SPARCK was invited to participate in two Transmediale sessions. The first session was entitled Re-Hacking Your world: Sensible Software. The focus of the session was around the development of digital and cellular cultures in Africa and activist possibilities arising as a result of this – ways of impacting social, political and economic divides imposed by global, market-driven systems. Digital practitioners / FOSS (free open source software) activists from Uganda, Kenya and South Africa connected via Skype to the panel and audience in Berlin, as well as discussants from across the world present simultaneously in a live online chat room, to explore existing digital technologies on the continent, access to these technologies, their impact, if and how they are being tailored to fit Africa’s needs, and the critical role of FOSS in all of these regards. SPARCK was invited to speak specifically about digital developments in relation to artistic practice on the continent.
The second session was entitled Critical Consumer Practice. It centred on the work of one of SPARCK’s collaborators, a new media collective based in Kinshasa called Mowoso. The session was a live, online collaboration between Mowoso and SPARCK, linking Kinshasa and Berlin in real time with discussants on four continents, around one of the most pressing issues of the day globally: the trade in coltan, a metal essential to the production of cell phones, satellites and computer equipment. Coltan mining and sales have had a powerful and violent impact on whole regions of Eastern Africa (DRC, Rwanda, Burundi, Uganda, among others), resulting in hundreds of thousands of deaths over the last decade. At the heart of the collaboration was a live videosonic interface and online performance (Mowoso in Kinshasa and on the Internet) and discussion about this with an audience of over a hundred (SPARCK in Berlin and on the Internet). Mowoso and SPARCK were joined in this process by a collective called Tsuba Ka 23 (a pseudonym, created to protect the identity of the collective’s participants, several of whom are Congolese and could face reprisals for their involvement in this politically engaged project). The Transmediale catalogue features SPARCK’s first publication, a text and image intervention by Tsuba Ka 23. An experimental cross between epistolary fiction, activist tract writing and visual culture production, the piece addresses and condemns the atrocities that have accompanied coltan mining in the DRC. (For more on the Tsuba Ka 23 publication, click here).
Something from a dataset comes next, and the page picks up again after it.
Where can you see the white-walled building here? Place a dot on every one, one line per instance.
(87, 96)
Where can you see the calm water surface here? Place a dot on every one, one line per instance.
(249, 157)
Several of the artists with whom SPARCK collaborates are already working with issues that were addressed in both Transmediale sessions. The exchanges at Transmediale facilitated a better understanding for the SPARCK team around issues of digital technology and how to integrate aspects of it into the SPARCK programme. This has led to reflection around projects that would give artists in SPARCK partner cities access to these technologies as well as a training programme structure that would (1) provide selected individuals with necessary skills to use such technologies for their own artistic practice and (2) for these individuals to become peer mentors who would transfer their skills to other practitioners in their communities. SPARCK is currently in discussion with stakeholders interested in this undertaking, including a number of organisations that might be able to assist in funding its activities.